Second five-year limitation imposed

A second Wanaka gravel supplier has been limited to a five-year consent period for its operations in the Cardrona River bed because of increasing tensions between rural and residential activities on the town's outskirts.

The situation should be reviewed in five years and any further consent application dealt with on its merits at that time, independent Queenstown Lakes District commissioners Trevor Shiels and Lou Alfeld said.

Upper Clutha Transport Ltd wanted to extract 20,000cu m of gravel each year for 10 years but has been granted a five-year term by the commissioners in a decision released last week.

In December, Wanaka Landfill Ltd also obtained consent to extract a similar amount of gravel for five years, but had wanted a 15-year term.
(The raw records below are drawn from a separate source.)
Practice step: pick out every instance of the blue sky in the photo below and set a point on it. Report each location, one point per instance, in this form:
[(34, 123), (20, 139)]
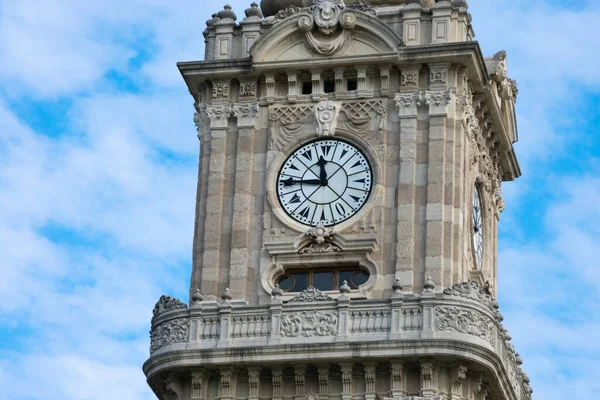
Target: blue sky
[(97, 188)]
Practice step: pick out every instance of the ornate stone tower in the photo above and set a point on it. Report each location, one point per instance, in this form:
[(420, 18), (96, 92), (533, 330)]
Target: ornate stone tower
[(349, 191)]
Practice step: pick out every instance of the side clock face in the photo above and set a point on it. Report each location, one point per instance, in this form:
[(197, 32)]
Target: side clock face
[(477, 228), (325, 181)]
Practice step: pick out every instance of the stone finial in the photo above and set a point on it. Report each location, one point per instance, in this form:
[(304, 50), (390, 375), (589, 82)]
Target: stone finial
[(227, 13), (226, 296), (345, 289), (253, 11), (397, 287), (197, 296), (460, 3), (276, 292), (211, 22), (429, 285)]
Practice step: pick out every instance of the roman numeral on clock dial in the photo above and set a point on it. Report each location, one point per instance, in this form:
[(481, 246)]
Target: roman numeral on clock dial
[(325, 181)]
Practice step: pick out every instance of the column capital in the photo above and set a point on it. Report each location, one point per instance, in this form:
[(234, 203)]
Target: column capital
[(408, 104), (438, 102), (219, 115), (246, 114)]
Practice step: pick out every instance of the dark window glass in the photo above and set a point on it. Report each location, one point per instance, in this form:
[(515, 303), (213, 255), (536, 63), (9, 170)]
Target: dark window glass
[(359, 278), (329, 86), (323, 280), (300, 280), (347, 276), (307, 88), (286, 283)]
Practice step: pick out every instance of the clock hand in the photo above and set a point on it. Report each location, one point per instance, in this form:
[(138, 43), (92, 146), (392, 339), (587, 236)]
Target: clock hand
[(323, 174), (292, 181)]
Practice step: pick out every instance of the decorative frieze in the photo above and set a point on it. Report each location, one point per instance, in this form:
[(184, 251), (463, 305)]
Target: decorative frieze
[(462, 320), (309, 323)]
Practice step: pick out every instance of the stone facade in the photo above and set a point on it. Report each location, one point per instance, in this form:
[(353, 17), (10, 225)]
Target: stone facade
[(407, 85)]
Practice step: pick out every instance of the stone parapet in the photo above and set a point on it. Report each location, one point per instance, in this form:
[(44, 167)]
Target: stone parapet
[(462, 324)]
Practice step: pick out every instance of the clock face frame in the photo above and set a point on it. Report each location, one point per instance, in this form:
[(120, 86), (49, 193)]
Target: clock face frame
[(477, 226), (325, 180)]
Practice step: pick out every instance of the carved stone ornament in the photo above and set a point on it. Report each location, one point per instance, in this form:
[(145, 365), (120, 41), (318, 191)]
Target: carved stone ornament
[(165, 304), (246, 114), (364, 6), (438, 102), (471, 290), (461, 320), (327, 114), (170, 332), (310, 295), (327, 16), (309, 324), (219, 115), (408, 104), (286, 13)]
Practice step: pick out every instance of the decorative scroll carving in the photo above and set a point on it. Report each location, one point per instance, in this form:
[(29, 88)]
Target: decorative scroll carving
[(470, 290), (465, 321), (287, 124), (170, 332), (327, 14), (311, 294), (317, 248), (364, 6), (286, 13), (165, 304), (326, 113), (309, 324)]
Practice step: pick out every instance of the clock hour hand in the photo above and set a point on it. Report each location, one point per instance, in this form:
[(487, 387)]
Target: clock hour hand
[(292, 181), (323, 173)]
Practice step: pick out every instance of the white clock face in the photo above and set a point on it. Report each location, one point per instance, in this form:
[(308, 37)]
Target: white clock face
[(324, 181), (477, 229)]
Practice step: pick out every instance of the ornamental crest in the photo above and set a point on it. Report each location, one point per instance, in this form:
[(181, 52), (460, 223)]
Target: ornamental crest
[(327, 14)]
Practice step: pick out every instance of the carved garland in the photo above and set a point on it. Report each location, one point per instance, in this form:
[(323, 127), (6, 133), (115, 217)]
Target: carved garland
[(309, 324), (470, 322)]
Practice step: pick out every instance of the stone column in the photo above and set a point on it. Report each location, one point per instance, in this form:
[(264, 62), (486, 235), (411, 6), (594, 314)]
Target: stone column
[(370, 378), (277, 380), (438, 242), (458, 376), (254, 383), (346, 381), (198, 391), (300, 378), (243, 200), (219, 115), (323, 371), (397, 379), (408, 102)]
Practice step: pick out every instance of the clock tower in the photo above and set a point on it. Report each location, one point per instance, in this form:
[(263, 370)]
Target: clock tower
[(352, 156)]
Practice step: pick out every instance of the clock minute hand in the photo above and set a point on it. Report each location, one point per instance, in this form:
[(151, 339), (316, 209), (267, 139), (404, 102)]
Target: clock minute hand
[(292, 181), (323, 174)]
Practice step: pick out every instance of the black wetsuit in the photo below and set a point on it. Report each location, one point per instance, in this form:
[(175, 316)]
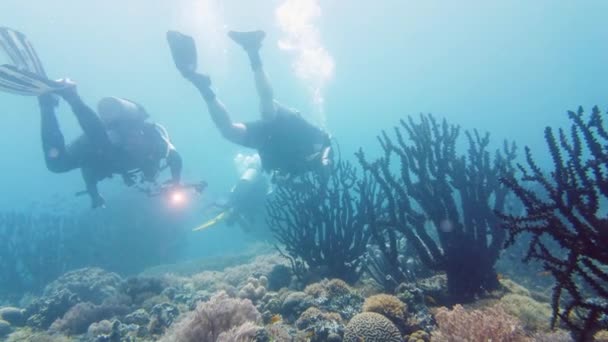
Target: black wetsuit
[(94, 152), (287, 143)]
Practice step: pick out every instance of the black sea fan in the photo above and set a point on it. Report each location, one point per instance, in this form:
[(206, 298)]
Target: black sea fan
[(570, 210)]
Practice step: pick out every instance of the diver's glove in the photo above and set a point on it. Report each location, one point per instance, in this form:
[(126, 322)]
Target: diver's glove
[(98, 202), (69, 92), (201, 81)]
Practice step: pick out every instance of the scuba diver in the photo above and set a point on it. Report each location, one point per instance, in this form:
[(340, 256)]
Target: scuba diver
[(287, 144), (247, 198), (117, 141)]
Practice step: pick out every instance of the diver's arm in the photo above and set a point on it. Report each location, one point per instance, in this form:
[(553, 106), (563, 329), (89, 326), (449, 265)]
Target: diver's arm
[(174, 160), (91, 184)]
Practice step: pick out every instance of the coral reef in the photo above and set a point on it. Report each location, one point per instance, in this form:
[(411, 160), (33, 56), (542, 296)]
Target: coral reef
[(418, 336), (388, 306), (93, 285), (279, 277), (320, 326), (80, 316), (321, 221), (210, 319), (45, 310), (534, 316), (335, 296), (458, 194), (14, 316), (371, 327), (490, 324), (565, 207), (245, 332)]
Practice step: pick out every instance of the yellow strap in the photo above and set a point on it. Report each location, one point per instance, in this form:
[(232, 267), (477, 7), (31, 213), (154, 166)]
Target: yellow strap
[(219, 218)]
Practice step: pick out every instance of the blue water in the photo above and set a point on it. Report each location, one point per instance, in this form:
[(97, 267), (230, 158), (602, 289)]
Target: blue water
[(507, 67)]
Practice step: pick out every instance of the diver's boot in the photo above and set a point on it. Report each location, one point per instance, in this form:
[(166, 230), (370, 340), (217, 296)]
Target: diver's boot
[(201, 81), (250, 41)]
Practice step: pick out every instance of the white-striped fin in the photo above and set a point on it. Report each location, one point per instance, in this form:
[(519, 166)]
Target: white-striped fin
[(21, 52), (23, 82)]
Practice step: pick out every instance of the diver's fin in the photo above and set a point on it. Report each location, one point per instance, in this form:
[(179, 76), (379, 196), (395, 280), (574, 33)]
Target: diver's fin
[(20, 51), (249, 40), (214, 221), (23, 82), (183, 50)]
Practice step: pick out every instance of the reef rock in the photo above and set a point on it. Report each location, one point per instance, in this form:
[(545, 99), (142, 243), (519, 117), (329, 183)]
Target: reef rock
[(371, 327), (335, 296), (294, 304), (45, 310), (141, 288), (90, 284), (320, 326), (279, 277), (15, 316), (388, 306), (5, 328), (161, 317), (139, 317)]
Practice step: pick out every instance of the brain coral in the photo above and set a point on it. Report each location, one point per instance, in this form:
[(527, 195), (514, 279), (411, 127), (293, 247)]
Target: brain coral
[(371, 327)]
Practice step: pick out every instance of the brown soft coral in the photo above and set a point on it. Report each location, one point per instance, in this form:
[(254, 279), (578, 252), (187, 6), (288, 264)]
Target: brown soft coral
[(328, 288), (210, 319), (492, 323), (388, 306)]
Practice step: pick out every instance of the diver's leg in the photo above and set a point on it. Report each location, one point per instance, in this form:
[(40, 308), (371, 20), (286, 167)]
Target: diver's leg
[(56, 156), (232, 131), (88, 120), (251, 42)]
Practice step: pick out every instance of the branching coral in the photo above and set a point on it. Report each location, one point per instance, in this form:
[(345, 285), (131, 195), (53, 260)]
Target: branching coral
[(322, 221), (491, 324), (458, 194), (568, 211)]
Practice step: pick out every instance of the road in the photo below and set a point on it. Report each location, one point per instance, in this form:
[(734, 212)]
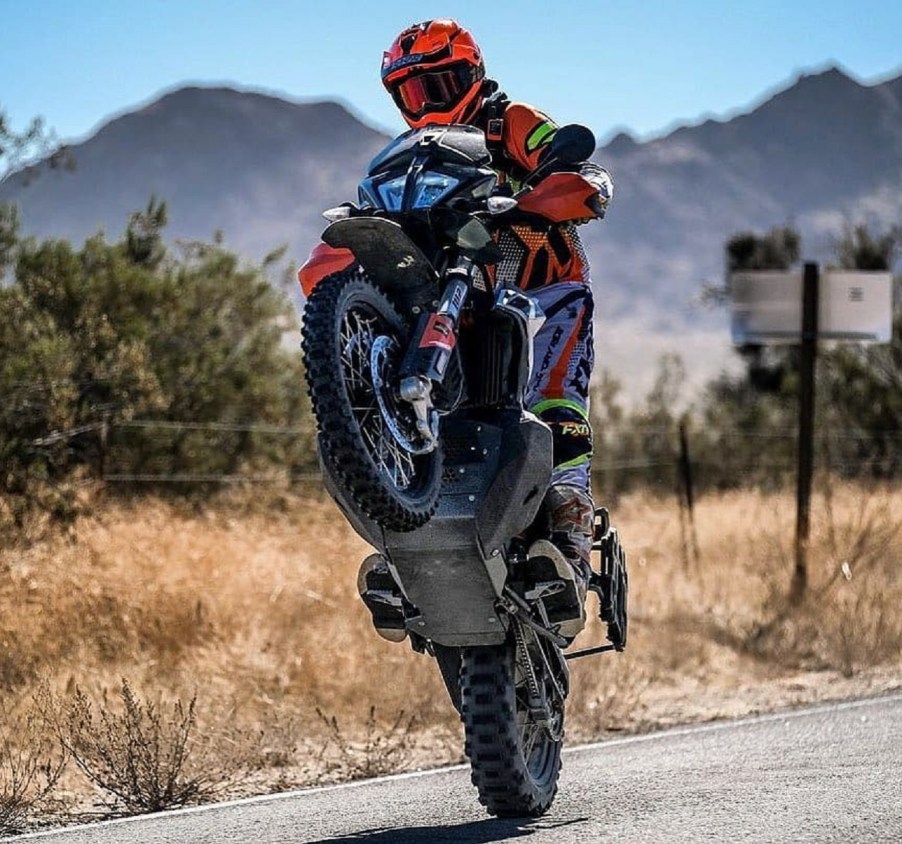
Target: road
[(824, 774)]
In both cases, the companies would be stockpiling and processing gravel on adjacent sites near the Ballantyne Rd bridge but cannot bring in additional material from other extraction sites.

(Wanaka Landfill Ltd has since appealed to the Environment Court and the mediation process has begun. A hearing may not be scheduled for several months.)

The commissioners determined in both cases that the Cardrona River gravel-extraction sites were part of an "outstanding natural feature" which attracted the toughest planning regulations with respect to visual effects.

Conditions were imposed on both gravel extractors so the adverse visual effects would be "no more than moderate".

" . . . [T]he changing character of the neighbourhood means that there is a present, and growing, tension between such activities and the increasing rural-residential character. Having regard to all the circumstances, and in particular that factor, we have decided that a limited life consent for extraction and storage is appropriate," the commissioners said.